New Jersey will be relying on nuclear power to supply the bulk of its electricity for at least the next three decades.
The U.S. Nuclear Regulatory Commission (NRC) yesterday renewed the operating license for the Hope Creek nuclear unit in Salem County, the third renewal of a license at the complex of three nuclear generating stations in Lower Alloways Township in the past month.
The decision by the federal agency came as no surprise, since Hope Creek is the newest of the three units operating at the site, which is about 40 miles southwest of Philadelphia. The original operating license for Hope Creek, which has a generating capacity of approximately 1,216 megawatts, would have expired in 2026, but has been extended to 2046.
“The license renewal of Hope Creek, as well as Salem last month, ensures clean nuclear energy is available for New Jersey and the region for years to come,” said Tom Joyce, president and chief nuclear officer of PSEG Nuclear, the operator of the plant.
Nuclear New Jersey
Nuclear power provides more than half of the state’s electricity. Besides Hope Creek, there are the Salem I and Salem II facilities on the 740-acre site in South Jersey. PSEG Nuclear is also exploring the possibility of building an additional nuclear generating station on the site, filing an early site permit application last year. A decision on the permit is not expected until late 2013, and the company has not yet committed to build the unit.

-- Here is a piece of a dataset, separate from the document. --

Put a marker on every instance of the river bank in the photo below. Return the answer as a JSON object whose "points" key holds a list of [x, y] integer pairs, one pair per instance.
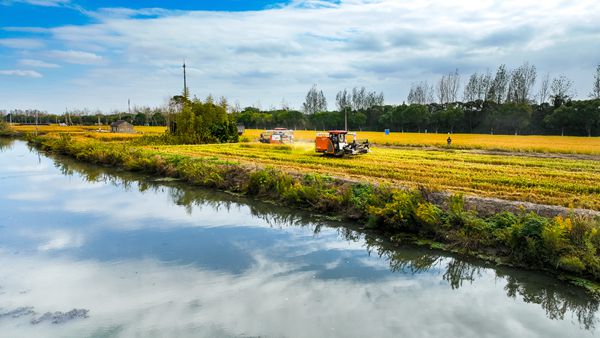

There is one other nuclear unit in New Jersey, the Oyster Creek station in Lacey Township. That plant, however, is scheduled to shut down by the end of 2019 under an agreement reached by the Christie administration and Exelon, which operates the facility. Oyster Creek is the oldest operating commercial nuclear plant in the country. It won a renewal of its 20-year operating license from the NRC in 2009.
The federal agency said after careful review of Hope Creek’s safety systems and specifications, it had concluded there were no safety concerns that would preclude license renewal. It noted that the applicant had effectively demonstrated the capability to manage the effects of plant aging.
Environmentalists, who want the state to lessen its reliance on nuclear power, were not surprised by the license renewal.
“It’s disappointing but not a surprise,” said Matt Elliott, clean energy advocate for Environment New Jersey. “We just keep getting these rubber stamp license renewals for the nuclear plants and we just keep stringing these old plants along.”
Jeff Tittel, director of the Sierra Club of New Jersey, agreed. “This is the newest of the all the nuclear plants in New Jersey. It was kind of automatic,” he said.
The state’s new Energy Master Plan suggests nuclear power must continue to be a part of the state’s energy mix going forward. Without it, the state will never achieve its goals of curbing greenhouse gas emissions, the plan suggested, without endorsing any specific plan to build a new nuclear unit.